Luciana Maia Telles, do Rio de Janeiro, teve o diagnóstico de câncer de mama no ano passado e, após superar dois tumores no seio, relata sua vivência enquanto médica diante da doença em conversa nesta quarta-feira (25) com o Purepeople. 'A gente sabe todas as complicações que pode acontecer ao longo do tratamento e isso assusta', afirma a gastroenterologista.

Formada em Medicina e atuante na área de gastroenterologia, Luciana Maia Telles, de 43 anos, foi pega de surpresa quando, ao fazer os exames preventivos aos 42 anos de idade, descobriu dois nódulos na mama. Em entrevista ao Purepeople, a carioca conta mais sobre sua vivência como médica e sobrevivente do câncer de mama para inspirar mais mulheres no Outubro Rosa, mês de prevenção e conscientização sobre a doença. "Não sou mais a mesma, descobri e vencer um câncer com certeza faz a gente mais forte, descobri uma força que não sabia que tinha", afirma Luciana.
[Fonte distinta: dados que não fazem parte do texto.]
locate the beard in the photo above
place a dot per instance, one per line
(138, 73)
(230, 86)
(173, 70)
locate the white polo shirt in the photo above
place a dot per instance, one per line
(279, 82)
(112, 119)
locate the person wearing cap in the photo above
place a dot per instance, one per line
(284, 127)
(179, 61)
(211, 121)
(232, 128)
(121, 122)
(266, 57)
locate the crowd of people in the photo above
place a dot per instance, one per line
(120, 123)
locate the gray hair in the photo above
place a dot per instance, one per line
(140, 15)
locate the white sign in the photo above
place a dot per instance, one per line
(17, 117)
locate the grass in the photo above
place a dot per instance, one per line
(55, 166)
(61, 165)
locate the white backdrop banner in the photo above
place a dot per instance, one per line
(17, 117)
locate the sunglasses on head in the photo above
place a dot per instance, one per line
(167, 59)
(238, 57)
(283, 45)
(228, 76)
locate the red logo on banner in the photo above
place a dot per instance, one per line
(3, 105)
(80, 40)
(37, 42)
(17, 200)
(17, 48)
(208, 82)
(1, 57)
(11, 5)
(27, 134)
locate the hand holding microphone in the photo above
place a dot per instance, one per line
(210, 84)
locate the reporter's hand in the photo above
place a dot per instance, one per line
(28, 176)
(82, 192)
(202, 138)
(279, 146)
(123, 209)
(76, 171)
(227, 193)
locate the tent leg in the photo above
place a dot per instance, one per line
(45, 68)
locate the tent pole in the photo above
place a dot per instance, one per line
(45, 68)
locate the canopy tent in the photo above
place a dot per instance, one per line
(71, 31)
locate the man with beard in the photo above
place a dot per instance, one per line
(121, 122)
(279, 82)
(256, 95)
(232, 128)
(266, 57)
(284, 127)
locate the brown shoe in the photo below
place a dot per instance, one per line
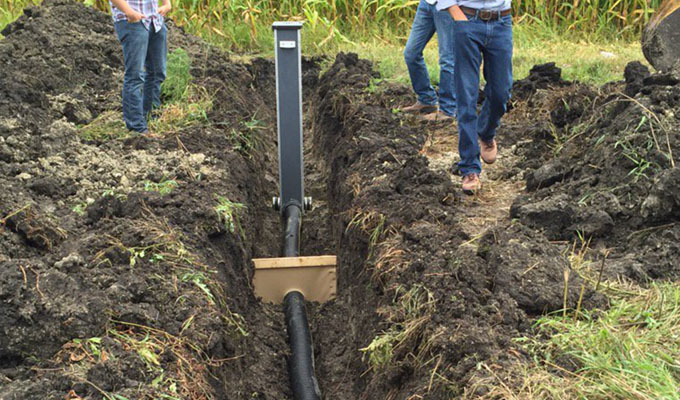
(437, 116)
(419, 108)
(489, 151)
(471, 183)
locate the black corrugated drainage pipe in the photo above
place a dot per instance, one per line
(301, 361)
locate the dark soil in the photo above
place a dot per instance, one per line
(108, 289)
(158, 281)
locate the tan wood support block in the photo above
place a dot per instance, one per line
(314, 277)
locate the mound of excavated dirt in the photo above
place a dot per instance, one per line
(614, 179)
(112, 289)
(424, 301)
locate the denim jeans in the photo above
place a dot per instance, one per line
(477, 40)
(426, 22)
(144, 54)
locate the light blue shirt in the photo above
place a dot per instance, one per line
(491, 5)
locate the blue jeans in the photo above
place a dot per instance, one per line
(426, 22)
(144, 53)
(492, 42)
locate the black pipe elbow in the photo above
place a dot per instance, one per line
(301, 361)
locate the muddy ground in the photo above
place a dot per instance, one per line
(111, 289)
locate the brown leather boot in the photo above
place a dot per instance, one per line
(437, 116)
(419, 108)
(489, 151)
(471, 183)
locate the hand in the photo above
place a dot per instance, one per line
(457, 14)
(164, 9)
(135, 16)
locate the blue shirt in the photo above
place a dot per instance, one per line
(491, 5)
(146, 7)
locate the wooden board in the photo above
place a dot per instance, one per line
(294, 262)
(314, 277)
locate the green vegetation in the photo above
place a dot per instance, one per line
(178, 71)
(590, 40)
(165, 186)
(228, 214)
(408, 317)
(630, 351)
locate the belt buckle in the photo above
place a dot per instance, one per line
(485, 15)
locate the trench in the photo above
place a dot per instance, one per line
(437, 284)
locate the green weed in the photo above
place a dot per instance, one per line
(407, 318)
(165, 186)
(228, 214)
(178, 77)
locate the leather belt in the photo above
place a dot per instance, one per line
(485, 15)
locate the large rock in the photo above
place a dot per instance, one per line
(661, 37)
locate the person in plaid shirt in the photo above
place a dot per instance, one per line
(142, 33)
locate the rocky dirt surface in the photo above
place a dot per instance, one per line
(112, 288)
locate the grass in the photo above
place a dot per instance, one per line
(176, 85)
(165, 186)
(630, 351)
(400, 342)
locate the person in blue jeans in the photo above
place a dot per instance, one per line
(427, 21)
(482, 31)
(142, 33)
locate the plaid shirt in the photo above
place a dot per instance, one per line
(146, 7)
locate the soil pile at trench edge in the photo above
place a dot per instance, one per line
(109, 288)
(614, 179)
(424, 305)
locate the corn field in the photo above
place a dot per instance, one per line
(245, 24)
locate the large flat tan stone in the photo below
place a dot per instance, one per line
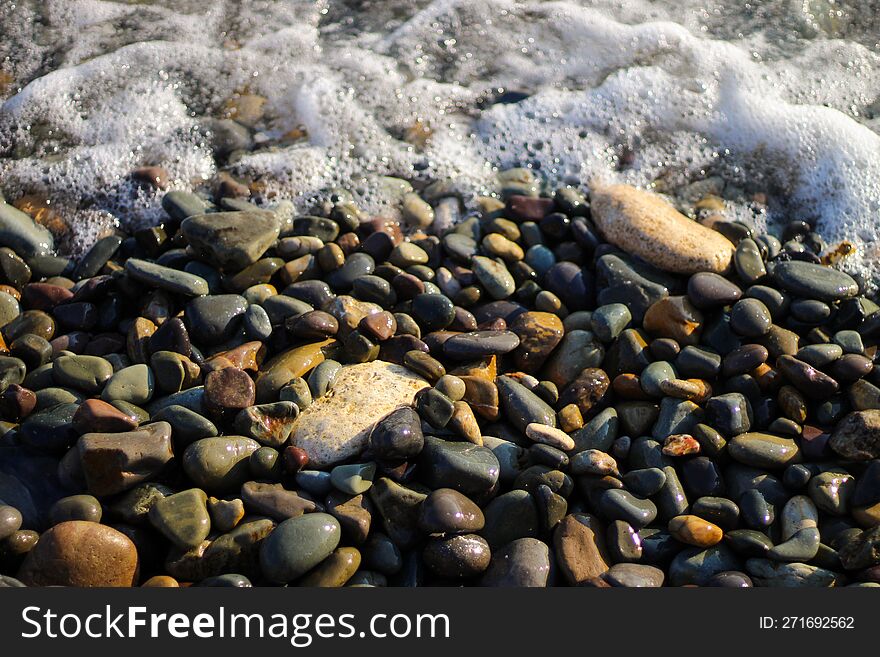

'Só conseguia pensar no meu filho'

Mesmo tendo estudado sobre a doença na faculdade, Luciana destaca que sua primeira impressão foi a mesma de mulheres leigas no assunto. "Quando se tem o diagnóstico de câncer, no primeiro momento, é como se fosse uma sentença de morte, a gente acha que vai morrer, eu só conseguia pensar no meu filho. E até fazer novos exames e descobrir que o tumor estava localizado só na mama foi um período muito angustiante, porque você não tem noção se a doença está localizada só ali ou se já foi para mais algum lugar", relembra a médica, mãe de Gabriel, de 7 anos.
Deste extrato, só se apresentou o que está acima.